Documentation / Scoring
Scoring
How WebAgentBench turns a trajectory into a single number between 0 and 1.
The Score Formula
Every task produces a final score in the range [0, 1]. The formula combines a base score derived from positive criteria, any penalties from negative checks, and a small trajectory efficiency modifier:
final_score = clamp(0-1, base_score - penalties + trajectory_mod)The result is always clamped to [0, 1], so penalties can never push the score below zero and the trajectory modifier can never push it above one.
Base Score
The base score is the fraction of positive criteria the agent satisfied:
base_score = passed_criteria / total_criteriaEach criterion carries an implied weight of 1 / total_criteria. Criteria are defined per-task in the benchmark manifest and cover observable outcomes such as sent emails, filled form fields, clicked buttons, and navigated states.
Negative Checks (Penalties)
In addition to positive criteria, tasks may define negative checks — guard-rail assertions that test for behaviours the agent must avoid. Each failing negative check subtracts an explicit penalty value from the base score.
Negative checks model real-world constraints such as privacy requirements, data integrity rules, and interaction boundaries. An agent that completes the task but violates a guard-rail should score lower than one that stops cleanly.
For a full list of negative checks used across the benchmark, see the negative checks reference.
Trajectory Modifier
A small modifier rewards agents that complete tasks efficiently and penalises those that wander. It is computed from the ratio of steps taken to the task's reference step count, then clamped to [−0.10, +0.10]:
| Category | Condition | Modifier |
|---|---|---|
| Efficient | steps ≤ 70% of reference | +0.03 |
| Normal | 70% < steps ≤ 180% | 0.00 |
| Excessive | steps > 180% of reference | −0.05 |
The modifier is clamped to [−0.10, +0.10] before being added to the score, so no single efficiency signal can dominate the final result.
Worked Example
Consider the Thread Detective task, which has 5 positive criteria and 2 negative checks. The agent passed 4 of 5 positive criteria and all negative checks, completing the task in the normal step range.

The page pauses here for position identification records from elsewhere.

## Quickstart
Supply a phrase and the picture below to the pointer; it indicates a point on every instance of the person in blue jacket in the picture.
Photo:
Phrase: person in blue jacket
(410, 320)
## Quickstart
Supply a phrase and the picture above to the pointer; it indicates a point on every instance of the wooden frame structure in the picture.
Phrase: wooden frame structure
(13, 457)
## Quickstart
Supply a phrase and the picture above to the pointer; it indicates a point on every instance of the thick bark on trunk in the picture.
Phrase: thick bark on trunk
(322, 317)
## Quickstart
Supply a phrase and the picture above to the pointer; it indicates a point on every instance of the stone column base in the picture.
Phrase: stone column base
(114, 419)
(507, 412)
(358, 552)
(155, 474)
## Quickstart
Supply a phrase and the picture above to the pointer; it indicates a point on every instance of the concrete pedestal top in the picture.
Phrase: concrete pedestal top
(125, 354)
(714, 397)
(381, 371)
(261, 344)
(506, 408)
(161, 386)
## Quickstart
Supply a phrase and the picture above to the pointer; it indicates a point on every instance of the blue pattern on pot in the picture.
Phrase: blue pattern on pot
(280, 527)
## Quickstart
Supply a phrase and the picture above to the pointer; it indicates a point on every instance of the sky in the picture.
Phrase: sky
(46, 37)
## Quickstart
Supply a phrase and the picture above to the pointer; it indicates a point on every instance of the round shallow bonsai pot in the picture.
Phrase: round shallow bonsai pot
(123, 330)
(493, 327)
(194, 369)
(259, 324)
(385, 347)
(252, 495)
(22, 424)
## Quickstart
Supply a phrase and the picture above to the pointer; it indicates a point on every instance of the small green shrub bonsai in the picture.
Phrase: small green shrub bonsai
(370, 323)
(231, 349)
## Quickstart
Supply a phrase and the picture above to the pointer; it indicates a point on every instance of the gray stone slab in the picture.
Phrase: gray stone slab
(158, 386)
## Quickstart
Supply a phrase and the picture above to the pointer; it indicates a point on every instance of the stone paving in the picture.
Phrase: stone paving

| Check | Type | Result | Impact |
|---|---|---|---|
| Exactly one email was sent | Positive | ✓ | +0.20 |
| Reply sent to correct sender | Positive | ✓ | +0.20 |
| Contains correct time | Positive | ✓ | +0.20 |
| Reply is threaded | Positive | ✓ | +0.20 |
| Targets most recent thread | Positive | ✗ | +0.00 |
| No conflicting times mentioned | Negative | ✓ | 0.00 |
| Not Reply All | Negative | ✓ | 0.00 |
base_score = 4 / 5 = 0.80
penalties = 0.00
trajectory_mod = 0.00
final_score = clamp(0-1, 0.80 - 0.00 + 0.00) = 0.80Pass / Fail
A task is considered passed only when the agent satisfies all positive criteria and all negative checks. Partial credit is reflected in the numeric score, but the binary pass/fail label requires a perfect run.
This strict definition ensures that leaderboard pass-rates measure complete, safe task completion rather than partial progress, making them a more reliable signal for comparing agents.